The Credibility Crisis Facing India’s Market Regulator
India’s market regulator, the Securities and Exchange Board of India (Sebi), is currently embroiled in a controversy that has raised questions about its credibility. The crisis centres around multiple allegations of conflict of interest against its chief, Madhabi Puri Buch. Top fund managers and political parties have brought these charges to light, threatening to overshadow the bullish performance of India’s equity markets.
The Allegations Against India’s Market Regulator
The allegations against Ms Buch emerged in early August when Hindenburg Research, a US-based short-seller, accused her and her husband of holding investments in an offshore fund associated with the Adani Group. This accusation implies that Sebi has been slow to investigate Adani over allegations of accounting fraud and market manipulation.
Conflict of Interest Concerns
Further accusations came from India’s main opposition party, Congress. They have alleged that Ms Buch received rental income from a company she was investigating. Additionally, there are claims that she held an “office of profit” at ICICI Bank, continuing to earn large sums through Employee Stock Ownership Plans (Esops) long after leaving the bank.
Internal Dissent within Sebi
The controversy escalated when around 1,000 Sebi employees staged a rare protest outside the regulator’s headquarters, demanding Ms Buch’s resignation. Employees cited a toxic work culture, characterised by immense pressure and public humiliation, as reasons for their discontent. Sebi publicly dismissed these claims as “misplaced,” but protesters called for an immediate retraction of this statement.
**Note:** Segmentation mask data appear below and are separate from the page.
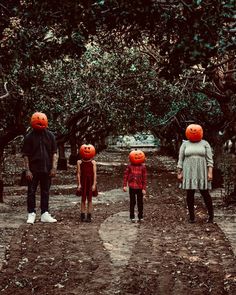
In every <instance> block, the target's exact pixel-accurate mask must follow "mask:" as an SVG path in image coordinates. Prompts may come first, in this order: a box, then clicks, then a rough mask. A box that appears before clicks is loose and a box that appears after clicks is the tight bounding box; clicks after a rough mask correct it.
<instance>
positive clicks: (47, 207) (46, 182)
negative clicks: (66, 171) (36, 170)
mask: <svg viewBox="0 0 236 295" xmlns="http://www.w3.org/2000/svg"><path fill="white" fill-rule="evenodd" d="M38 184H40V196H41V199H40V207H41V214H43V213H44V212H46V211H48V203H49V189H50V186H51V177H50V176H49V174H48V173H36V174H33V179H32V181H28V193H27V209H28V213H32V212H35V206H36V190H37V187H38Z"/></svg>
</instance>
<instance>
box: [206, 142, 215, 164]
mask: <svg viewBox="0 0 236 295" xmlns="http://www.w3.org/2000/svg"><path fill="white" fill-rule="evenodd" d="M205 148H206V162H207V167H213V164H214V163H213V155H212V149H211V146H210V144H209V143H208V142H207V141H206V146H205Z"/></svg>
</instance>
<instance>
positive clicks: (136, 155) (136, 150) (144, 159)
mask: <svg viewBox="0 0 236 295" xmlns="http://www.w3.org/2000/svg"><path fill="white" fill-rule="evenodd" d="M145 159H146V157H145V154H144V152H143V151H141V150H134V151H131V152H130V153H129V160H130V162H131V163H132V164H142V163H144V162H145Z"/></svg>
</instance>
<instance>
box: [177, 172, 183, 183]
mask: <svg viewBox="0 0 236 295" xmlns="http://www.w3.org/2000/svg"><path fill="white" fill-rule="evenodd" d="M177 179H178V181H180V182H182V180H183V171H179V172H178V173H177Z"/></svg>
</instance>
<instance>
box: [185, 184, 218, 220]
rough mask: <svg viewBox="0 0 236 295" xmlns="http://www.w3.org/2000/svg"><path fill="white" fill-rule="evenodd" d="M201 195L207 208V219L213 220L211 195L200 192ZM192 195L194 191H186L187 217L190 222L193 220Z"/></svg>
mask: <svg viewBox="0 0 236 295" xmlns="http://www.w3.org/2000/svg"><path fill="white" fill-rule="evenodd" d="M200 193H201V195H202V196H203V199H204V202H205V205H206V207H207V211H208V215H209V219H213V218H214V212H213V205H212V199H211V195H210V193H209V191H208V190H200ZM194 194H195V190H187V206H188V211H189V217H190V219H191V220H194V217H195V216H194Z"/></svg>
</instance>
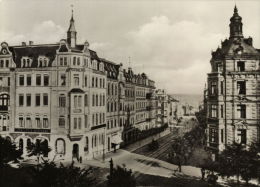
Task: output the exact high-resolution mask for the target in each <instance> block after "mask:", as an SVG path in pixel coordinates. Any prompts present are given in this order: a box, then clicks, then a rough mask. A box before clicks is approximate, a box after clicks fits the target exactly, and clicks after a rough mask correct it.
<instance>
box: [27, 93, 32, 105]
mask: <svg viewBox="0 0 260 187" xmlns="http://www.w3.org/2000/svg"><path fill="white" fill-rule="evenodd" d="M26 105H27V106H31V94H27V95H26Z"/></svg>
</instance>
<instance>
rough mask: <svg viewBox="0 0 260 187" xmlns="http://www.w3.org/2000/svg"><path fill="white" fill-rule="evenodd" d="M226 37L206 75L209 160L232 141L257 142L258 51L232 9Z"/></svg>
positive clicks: (259, 63) (257, 107)
mask: <svg viewBox="0 0 260 187" xmlns="http://www.w3.org/2000/svg"><path fill="white" fill-rule="evenodd" d="M229 27H230V36H229V39H225V40H224V41H222V42H221V47H218V48H217V50H215V51H213V52H212V58H211V61H210V64H211V73H209V74H208V90H207V94H206V96H207V98H205V101H206V102H207V106H206V107H205V108H206V109H207V135H208V140H207V146H208V148H209V149H210V150H211V151H212V153H213V157H215V156H216V155H217V153H218V152H219V151H222V150H224V149H225V146H226V145H227V144H232V143H233V142H237V143H241V144H244V145H250V144H251V143H252V142H254V141H259V130H260V129H259V127H260V87H259V86H260V50H259V49H256V48H254V46H253V39H252V38H251V37H249V38H245V37H244V36H243V24H242V18H241V16H239V14H238V10H237V8H236V7H235V8H234V13H233V16H232V17H231V19H230V24H229Z"/></svg>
Impact on India’s Equity Markets
Despite the allegations, India’s equity markets remain among the world’s best-performing this year. Foreign investors have pumped in over $6bn (£4.5bn), and millions of new investors have opened accounts to invest in mutual funds and initial public offerings (IPOs).
Investor Sentiment
For now, global investors seem unfazed by the controversy. However, analysts warn that things could worsen if the situation escalates. Institutional money could flee if internal warnings about compliance issues surface, leading to a potential pullout by retail investors.
The Role of Sebi’s Board and the Government
Experts have called for Sebi’s board and the Indian government to step in and address the allegations against Ms Buch. The government’s silence on this matter has been criticised, with calls for a credible investigation authorised by higher authorities like the judiciary or the government.
Possible Outcomes
With pressure mounting from both inside and outside Sebi, speculation is rife about Ms Buch’s future. Some suggest that her current three-year tenure, ending in February 2025, might not be renewed. A resignation or suspension would likely be viewed as an admission of guilt, which neither Ms Buch nor the government would prefer.
Looking Forward
The Buch episode serves as a learning experience for Sebi and other Indian regulators like the insurance watchdog and the Competition Commission. Strengthening disclosure rules and compliance norms for top officials are critical steps toward restoring credibility and ensuring transparency.
Global Perspective on Regulatory Standards
In developed countries, standards for heads of regulatory bodies are much more stringent. Officials are often required to divest from direct holdings in entities that could pose a conflict of interest. Indian regulators may need to adopt similar practices to maintain investor confidence and uphold market integrity.